Es dauerte einen Moment, bevor seine Worte bei Pansy ankamen. Als es endlich geschehen war, fiel ihr Gesicht zusammen. »Was? A-Aber ... darauf hatten wir uns nicht geeinigt.«, jammerte sie und schaute verzweifelt in Snapes Richtung.
»Ich fürchte, ich habe mich bei der Angelegenheit umentschieden.«, sagte Voldemort in einem gespielt versöhnlichen Tonfall.
»Miss Parkinson, bedenken sie ihre Position.«, warnte Snape. Er packte Pansy an den Schultern und versuchte, sie aus der Höhle zu führen.
»Ihr habt es versprochen!«, stöhnte Pansy und wandte sich zu Snape um. »Ich habe alles getan, was mir aufgetragen wurde. Draco würde frei sein. Ihr habt es versprochen!«
»Reißen Sie sich zusammen.«, zischte Snape.
»Severus, lass sie.«, befahl Voldemort. »Dein Mitgefühl für die jungen Leute wird dir den Untergang bringen.«
Snape verbeugte sich steif und rückte widerwillig ein paar Schritte von Pansy weg.
»Ich entschuldige mich dafür, dass wir Ihrer ersten Bitte nicht stattgeben können, Miss Parkinson. Sie haben jedoch bewundernswert gehandelt und ich würde Ihnen gerne einen Platz in meiner Gefolgschaft anbieten.«, sagte Voldemort und neigte leicht den Kopf. Seine Freude, das Mädchen zu quälen, war offenkundig.
»Ich will nicht ohne Draco leben.«, entgegnete Pansy. Sie vergrub ihr Gesicht in den Händen und schluchzte. »Ich kann es nicht. Ich habe das alles nur für ihn getan.«
»Dann soll es so sein.«, sagte Voldemort kalt und wedelte lässig mit seinem Zauberstab. »Avada Kedavra.«
»Nein.«, keuchte Harry und sah zu, wie das grüne Licht auf Pansy zu schoss.
Sie hob rasch das Gesicht und ihre Augen weiteten sich vor Entsetzen, als sie den Fluch auf sich zu fliegen sah, begreifend, dass sie nun für ihr falsches Vertrauen sterben würde. Der Fluch traf sie in den Bauch und sie fiel zu Boden.
Snape senkte den Kopf und seine Schultern sackten herab.
»Du bist nicht länger ihr Lehrer, Severus.«, zischte Voldemort. »Hör auf, ihr Leben retten zu wollen. Du hast zu viel Zeit in der Gesellschaft des tattrigen alten Narren Dumbledore verbracht. Er hat dich verdorben – dich verweichlicht.«
»Ja, mein Lord.«, erwiderte Snape und kehrte zu seinem Trank zurück.
Harry konnte sein Schnauben der Abscheu geradeso zurückhalten. An Snape war nichts Weiches und auch nur die Andeutung, dass Dumbledore einen Eindruck auf den schmierigen Ekel hinterlassen hatte, beleidigte das Andenken des Schulleiters.
»Nun, da Harry mein dauerhafter Gast werden wird, bin ich bereit, zur nächsten Phase meines Aufstiegs zur ultimativen Macht fortzuschreiten.«, sagte Voldemort.
Harry hob den Kopf und beäugte Voldemort wachsam.

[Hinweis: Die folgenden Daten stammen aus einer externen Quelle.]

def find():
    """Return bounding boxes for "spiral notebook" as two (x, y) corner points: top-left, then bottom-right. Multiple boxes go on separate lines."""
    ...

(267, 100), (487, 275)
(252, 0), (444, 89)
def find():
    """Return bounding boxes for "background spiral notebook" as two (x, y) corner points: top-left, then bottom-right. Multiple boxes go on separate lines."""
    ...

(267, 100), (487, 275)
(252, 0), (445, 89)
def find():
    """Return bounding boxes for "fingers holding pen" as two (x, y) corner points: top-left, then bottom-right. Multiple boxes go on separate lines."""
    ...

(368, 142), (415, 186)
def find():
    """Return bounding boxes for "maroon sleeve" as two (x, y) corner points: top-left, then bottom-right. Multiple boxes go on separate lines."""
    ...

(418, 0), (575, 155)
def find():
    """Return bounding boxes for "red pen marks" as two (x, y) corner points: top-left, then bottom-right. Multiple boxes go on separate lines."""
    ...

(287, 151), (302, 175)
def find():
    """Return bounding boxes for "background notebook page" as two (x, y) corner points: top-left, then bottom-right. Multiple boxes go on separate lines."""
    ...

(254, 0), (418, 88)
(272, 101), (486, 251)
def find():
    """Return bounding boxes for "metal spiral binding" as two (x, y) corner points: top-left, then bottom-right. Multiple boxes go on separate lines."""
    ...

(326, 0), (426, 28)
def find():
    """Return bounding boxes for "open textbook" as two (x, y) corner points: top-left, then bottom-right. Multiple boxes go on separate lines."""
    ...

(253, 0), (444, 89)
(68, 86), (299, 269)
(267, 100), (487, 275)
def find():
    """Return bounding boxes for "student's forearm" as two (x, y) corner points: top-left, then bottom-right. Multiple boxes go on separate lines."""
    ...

»Ich nehme an, du bist neugierig auf meine Pläne für deinen Aufenthalt, Harry.«, sagte er und grinste boshaft.
»Nicht besonders.«, stieß Harry hervor. »Ich habe nicht vor, lange zu bleiben.«
Voldemort warf seinen Kopf zurück und lachte freudlos. »Immer der Komödiant. Unglücklicherweise hat dein Schicksal keinen Nutzen für deinen entzückenden Sinn für Humor.«
»Mein Schicksal?«, fragte Harry, sicher, dass er die Antwort gar nicht wissen wollte.
Mit einem Wedeln seines Zauberstabs rief Voldemort eine lange hölzerne Kiste herbei – eine Kiste, die groß genug war, um den Körper eines nicht völlig ausgewachsenen Mannes zu umfassen.
Oh nein! Nein, nein, nein!
»Ist der Trank bereit, Severus?«, erkundigte Voldemort sich.
»Beinahe, mein Lord.«, antwortete Snape. Seine Augen funkelten, als er Harrys panischen Blick auffing.
»Warum übernimmst du nicht die Ehre, dem jungen Harry die Zukunft darzulegen.«, schlug Voldemort vor, sichtlich erfreut mit dem Fortlauf der Geschehnisse.
»Wenn du auch nur ein wenig aufgepasst hättest in meinem Unterricht, hättest du längst begreifen müssen, welchen Trank ich braue.«, sagte Snape mit derselben seidigen Stimme, die er immer im Unterricht einsetzte. »Da ich mir deiner erbärmlichen Braufähigkeiten wohl bewusst bin, erlaube mir, es dir zu erklären. Der Trank der Lebenden Toten ist ein Trank auf UTZ-Niveau und sein Gegenmittel muss unmittelbar bei der Vollendung des Brauens hergestellt werden. Das heißt, es müsste genau in diesem Raum erstellt werden, um dich zu wecken, bevor du einen Fluchtversuch unternimmst. Was höchst unwahrscheinlich ist, nicht wahr ... Potter?«
Der Trank der Lebenden Toten! Natürlich. Voldemort konnte ihn nicht einfach töten, sonst würde er seinen eigenen Horkrux vernichten. Dieser Trank würde Harry am Leben halten, jedoch machtlos und aus dem Weg. Es war ein doppelter Gewinn für Voldemort.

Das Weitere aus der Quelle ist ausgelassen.